Consider the situation shown in the following figure. Both the pulleys and the string are light and all the surfaces are frictionless. (a) Find the acceleration of the mass M; (b) find the tension in the string; (c) calculate the force exerted by the clamp on the pulley A in the figure.

#### Solution

Let the acceleration of mass M be a.

So, the acceleration of mass 2M will be \[\frac{a}{2}\]

(a) 2M(a/2) − 2T = 0

⇒ Ma = 2T

T + Ma − Mg = 0

\[\Rightarrow \frac{Ma}{2} + Ma = Mg \]

\[ \Rightarrow 3Ma = 2Mg\]

\[ \Rightarrow a = \frac{2g}{3}\]

(b) Tension,

\[T = \frac{Ma}{2} = \frac{M}{2} \times \frac{2g}{3} = \frac{Mg}{3}\]
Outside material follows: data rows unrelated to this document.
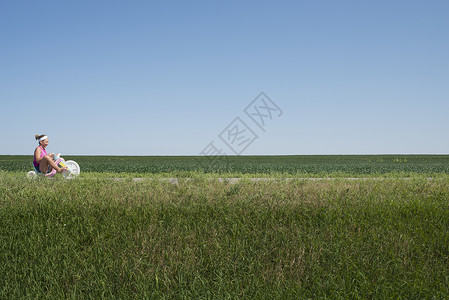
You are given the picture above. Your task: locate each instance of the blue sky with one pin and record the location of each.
(167, 77)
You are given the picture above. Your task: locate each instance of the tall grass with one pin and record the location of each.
(202, 238)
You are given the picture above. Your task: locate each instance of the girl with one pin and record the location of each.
(43, 161)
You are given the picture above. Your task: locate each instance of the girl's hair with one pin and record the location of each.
(38, 136)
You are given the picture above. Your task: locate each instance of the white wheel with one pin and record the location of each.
(31, 174)
(73, 169)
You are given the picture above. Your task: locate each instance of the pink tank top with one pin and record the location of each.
(43, 153)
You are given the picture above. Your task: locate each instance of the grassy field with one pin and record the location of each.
(350, 165)
(97, 237)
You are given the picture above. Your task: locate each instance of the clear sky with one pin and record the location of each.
(167, 77)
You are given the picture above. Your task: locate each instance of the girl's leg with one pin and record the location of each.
(48, 161)
(43, 166)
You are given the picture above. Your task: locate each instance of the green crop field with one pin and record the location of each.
(383, 233)
(303, 164)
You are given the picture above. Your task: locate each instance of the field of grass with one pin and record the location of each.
(350, 165)
(98, 237)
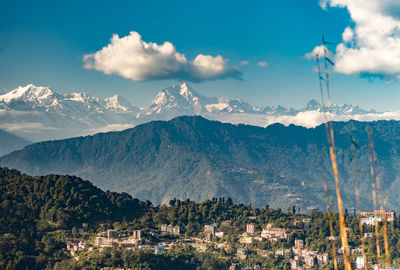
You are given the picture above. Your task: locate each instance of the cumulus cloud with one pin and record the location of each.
(135, 59)
(372, 45)
(262, 64)
(318, 51)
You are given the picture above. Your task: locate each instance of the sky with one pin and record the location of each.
(254, 50)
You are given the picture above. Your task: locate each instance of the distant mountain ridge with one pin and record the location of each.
(39, 113)
(10, 142)
(192, 157)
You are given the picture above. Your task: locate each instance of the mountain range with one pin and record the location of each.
(38, 113)
(10, 142)
(192, 157)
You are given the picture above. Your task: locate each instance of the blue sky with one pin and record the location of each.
(44, 42)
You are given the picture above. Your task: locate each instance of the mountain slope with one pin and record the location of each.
(191, 157)
(39, 113)
(10, 142)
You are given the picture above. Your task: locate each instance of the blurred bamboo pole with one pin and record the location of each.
(332, 152)
(328, 211)
(357, 189)
(374, 161)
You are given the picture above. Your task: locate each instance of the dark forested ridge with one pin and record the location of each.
(192, 157)
(33, 207)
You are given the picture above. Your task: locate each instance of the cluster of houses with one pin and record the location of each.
(371, 217)
(304, 258)
(299, 256)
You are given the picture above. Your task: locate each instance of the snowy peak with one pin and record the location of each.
(29, 93)
(118, 104)
(178, 99)
(313, 105)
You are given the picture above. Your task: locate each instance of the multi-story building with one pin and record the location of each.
(274, 234)
(112, 234)
(209, 229)
(251, 228)
(390, 215)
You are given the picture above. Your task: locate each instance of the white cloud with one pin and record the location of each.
(318, 50)
(262, 64)
(372, 46)
(135, 59)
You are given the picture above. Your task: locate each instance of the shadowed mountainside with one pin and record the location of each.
(192, 157)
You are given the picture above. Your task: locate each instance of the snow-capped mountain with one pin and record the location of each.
(39, 113)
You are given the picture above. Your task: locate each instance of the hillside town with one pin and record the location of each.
(246, 243)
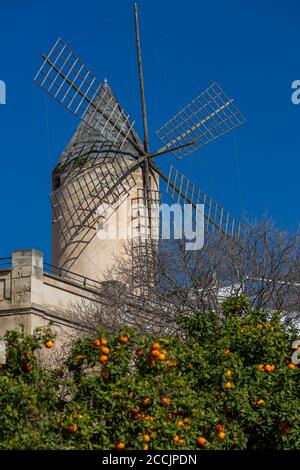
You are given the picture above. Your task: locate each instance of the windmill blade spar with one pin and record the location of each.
(70, 82)
(182, 190)
(210, 115)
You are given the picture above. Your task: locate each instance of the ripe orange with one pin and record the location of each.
(105, 374)
(123, 339)
(220, 427)
(72, 428)
(103, 358)
(260, 402)
(201, 441)
(172, 365)
(78, 357)
(155, 353)
(146, 401)
(120, 445)
(165, 400)
(139, 353)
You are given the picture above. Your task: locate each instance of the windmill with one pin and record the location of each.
(106, 160)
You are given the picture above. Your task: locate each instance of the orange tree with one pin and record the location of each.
(228, 384)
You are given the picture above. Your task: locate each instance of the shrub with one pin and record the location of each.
(227, 386)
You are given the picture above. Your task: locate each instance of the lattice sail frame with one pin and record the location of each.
(76, 203)
(71, 83)
(210, 115)
(183, 190)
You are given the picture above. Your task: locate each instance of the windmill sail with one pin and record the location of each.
(70, 82)
(183, 190)
(210, 115)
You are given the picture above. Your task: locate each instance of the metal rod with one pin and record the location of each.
(142, 86)
(146, 176)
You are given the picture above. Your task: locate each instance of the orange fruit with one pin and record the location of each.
(103, 358)
(260, 402)
(72, 428)
(220, 427)
(123, 339)
(172, 365)
(105, 374)
(78, 357)
(155, 353)
(139, 353)
(165, 400)
(146, 401)
(201, 441)
(120, 445)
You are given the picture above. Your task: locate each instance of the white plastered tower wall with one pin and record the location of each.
(79, 192)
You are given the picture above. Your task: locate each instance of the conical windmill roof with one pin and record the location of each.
(105, 123)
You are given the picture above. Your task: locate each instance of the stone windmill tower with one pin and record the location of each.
(106, 162)
(89, 166)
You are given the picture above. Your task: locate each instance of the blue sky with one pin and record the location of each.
(250, 47)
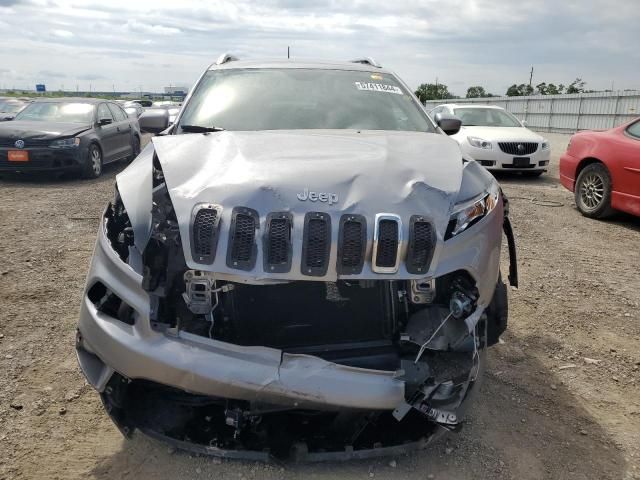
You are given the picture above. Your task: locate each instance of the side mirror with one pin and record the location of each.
(154, 120)
(449, 124)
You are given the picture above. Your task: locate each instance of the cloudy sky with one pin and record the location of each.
(128, 45)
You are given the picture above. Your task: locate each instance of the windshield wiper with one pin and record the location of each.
(200, 129)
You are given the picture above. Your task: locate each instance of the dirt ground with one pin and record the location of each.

(c) Let T' = resultant of tensions

\[\therefore T' = \sqrt{T^2 + T^2} = \sqrt{2}T\]

\[ \therefore T' = \sqrt{2}T = \frac{\sqrt{2}Mg}{3}\]

\[\text{Again, }\tan\theta = \frac{T}{T} = 1\]

\[ \Rightarrow \theta = 45^\circ\]

So, the force exerted by the clamp on the pulley is `(sqrt2"Mg")/3` at an angle of 45° with the horizontal.